A great loss results from this rejection of a rigorous top-down approach to systems. Holism is complementary not adversarial to reduction. What engineer now would dare to dissect a working computer into its hardware components before testing it as a whole system? Without holistic thinking, physiology, engineering and Gaia would be completely disabled.
The most difficult and the dirtiest criticism of Gaia is that there is nothing new in the idea, that it has all been said before&emdash;difficult, because there is much truth in it; dirty, because, as William James said of the fate of any new idea, "First, it's absurd, then maybe, and last, we have known it all along". Most biologists and many geochemists are ignorant of the details of control theory, the domain of engineers and physiologists. Merely for them to say it was explained by the balance of nature long ago is not enough. If it were, then explanations of why the concentration of oxygen is at 21 per cent, or of why the climate has remained favourable for 3.6 thousand million years, would already be available. Before the advent of the Gaia hypothesis, such questions were rarely asked, and would have been as pointless as asking an anatomist or a biochemist how human temperature is regulated. Such questions about systems cannot be answered from the separated disciplines of biochemistry or biogeochemistry, nor from neo-darwinist biology. The answer comes from physiology or control theory.

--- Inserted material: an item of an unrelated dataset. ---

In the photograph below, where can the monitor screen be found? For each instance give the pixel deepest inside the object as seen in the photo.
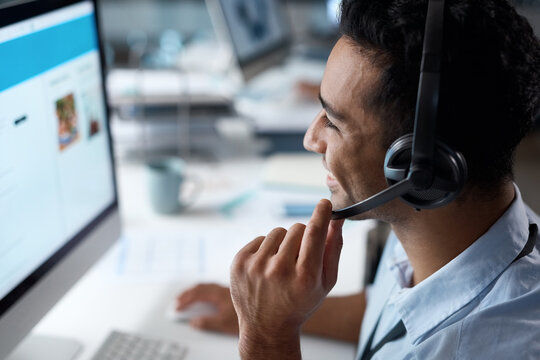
(56, 171)
(255, 27)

What of the criticism that Gaia gives support to anti-science? True, Gaia as a name, or a sign, has extended far beyond my intentions. As the semiotician Myrdene Anderson put it several years ago, "Gaia is an empty sign with near infinite capacity for signification". I watch it filling fast, and mostly with rubbish, like an empty skip left on a London street. Surely, though, this is the fate of any new sign and has nothing to do with the quality of the science of Gaia. I have offered 'geophysiology' as an alternative name, but so far there have been few takers.
I am not dismayed by the wide general interest in Gaia; rather, I am moved by the interest shown by theologians and philosophers. Whether or not Gaia is an accurate description of the Earth, it forces a different view from that of conventional wisdom&emdash;a view that could be crucial to understanding the consequences of pollution and environmental disturbance.
Arthur Clarke's notable comment, "How inappropriate to call this planet Earth when clearly it is Ocean", illustrates the wisdom of a top-down view. Few have been privileged, as astronauts, to see the Earth in its splendour from above. But anyone can rise above dogma, scientific or religious, and look down to see and cherish a most seemly Earth.